Proper maintenance of ion channels, transporters, and pumps is critical in a range of cellular activities, such as signal transduction, muscle contraction, volume regulation, growth, motility, apoptosis, as well as the vascular ion and water homeostasis. Dysregulation of ion channels, transporters or pumps can result in numerous vascular diseases including stroke, peripheral artery disease, abdominal aortic aneurysm, carotid artery disease, arteriovenous malformation, critical limb-threatening ischemia, pulmonary embolism (blood clots), deep vein thrombosis, chronic venous insufficiency, and varicose veins; cardiovascular diseases including coronary heart disease, cerebrovascular disease, peripheral arterial disease, rheumatic heart disease, congenital heart disease, deep vein thrombosis, and pulmonary embolism; and kidney diseases including acute and chronic kidney disease, diabetes, fluid and electrolyte disorders, glomerulonephritis and glomerular disease, lupus, hypertension, kidney and pancreas transplantation, and kidney-related metabolic disorders.
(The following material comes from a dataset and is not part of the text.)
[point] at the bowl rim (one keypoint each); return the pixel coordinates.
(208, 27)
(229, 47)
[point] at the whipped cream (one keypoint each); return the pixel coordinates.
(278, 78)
The Human Genome Project has identified more than 406 putative ion channels and 533 extracellular transporter proteins (Venter et al., 2001); however only a limited number of them has been explored. From those Food and Drug Administration (FDA)-approved drugs that on 667 identified unique human protein efficacy targets and 189 identified pathogen protein efficacy targets, approximately 18%–19% of these targets are ion channels (Santos et al., 2017), highlighting the importance of ion channels as drug targets in the treatment of disease.
The Research Topic includes three original research papers and two reviews from prominent researchers in the field and provides readers of the journal with recent results or summaries in the area of mechanisms of ion channels and transporters in vascular, cardiovascular and kidney diseases, as well as new strategies for treatment or drug screenings.
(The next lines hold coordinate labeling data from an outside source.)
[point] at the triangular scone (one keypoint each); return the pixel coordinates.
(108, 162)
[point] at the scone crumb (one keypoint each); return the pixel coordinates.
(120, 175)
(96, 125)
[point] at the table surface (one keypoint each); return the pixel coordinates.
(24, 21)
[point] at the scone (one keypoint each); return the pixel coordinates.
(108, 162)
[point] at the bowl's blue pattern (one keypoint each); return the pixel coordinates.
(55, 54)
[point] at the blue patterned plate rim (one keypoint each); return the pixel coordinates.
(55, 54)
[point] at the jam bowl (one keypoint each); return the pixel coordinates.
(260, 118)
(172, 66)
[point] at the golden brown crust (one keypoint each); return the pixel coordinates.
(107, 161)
The ether-a-go-go (EAG) channels are a family of voltage-gated K+ channels. One member of the family, the human ether-á-go-go-related gene (hERG) K+ channel, is crucial for the repolarization of the cardiac ventricular action potential, as it conducts a rapidly delayed rectifier K+ current (IKr) (Abbott et al., 1999). Increased susceptibility to arrhythmias has been found in pathological cardiac hypertrophy (pCH) with a reduction of IKr (Rahm et al., 2018). However, practical approaches to prevent IKr deficiency have long been sought. Zhang et al., found that the factors responsible for hERG channel remodelling were Nedd4-2 activation by hypertrophy and that Nedd4-2-dependent ubiquitination was critically involved in IKr deficiency in a guinea pig model of cardiac hypertrophy induced by Angiotensin II (Ang II). They showed that overexpression of the inactive form of Nedd4-2 was able to reverse IKr reduction, reverse long QT, and decrease arrhythmias. Furthermore, a newly synthesized PY motif containing peptide was shown to rescue the myocardial remodelling by restoring the IKr deficiency, with a reduction of Nedd4-2. This discovery improves our understanding of hERG channel remodelling, and could pave the new way for novel anti-arrhythmia therapy.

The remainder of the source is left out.